Home Course Concepts About

Bootstrap analysis of helmet safety data

This notebook is an element of the risk-engineering.org courseware. It can be distributed under the terms of the Creative Commons Attribution-ShareAlike licence.

Author: Eric Marsden eric.marsden@risk-engineering.org.


This notebook contains an short case study using Python and SciPy to analyze some online data on the safety performance of different helmet technologies. It includes regression analysis to estimate the impact of technology on performance, and bootstrap resampling to obtain an estimate despite a small sample size. See the associated course materials for background information and to download this content as a Jupyter notebook.

In [31]:
import numpy
import scipy.stats
import pandas
import matplotlib.pyplot as plt
plt.style.use("bmh")
%config InlineBackend.figure_formats=["svg"]

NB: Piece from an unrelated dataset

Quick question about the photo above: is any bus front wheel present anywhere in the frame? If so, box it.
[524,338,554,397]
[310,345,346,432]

Acknowledgement. This notebook is heavily inspired by a blog post by Daniel Phadley where the analysis is undertaken in R.

We are going to analyze test data produced by researchers at Virginia Tech (a public university in the US state of Virginia). The researchers run impact tests on a range of helmets and assess the likelihood of sustaining a concussion from different types of impacts. From this, they attribute a performance score. This type of testing, and of course publication of the results to help consumers make an informed choice, is very important to encourage manufacturers to improve the safety performance of their products; congratulations to the Virginia Tech researchers.

Their data is published on a web page, but isn’t available in a convenient format that we can use directly from Python, such as CSV or JSON. We’re going to have to “scrape” the data from the web page, which means download the web page content and use some simple parsing techniques to extract the data. This is a fairly common activity for data analysts, because quite often people who generate interesting data don’t think of, or sometimes don’t want to, make it available as a dataset.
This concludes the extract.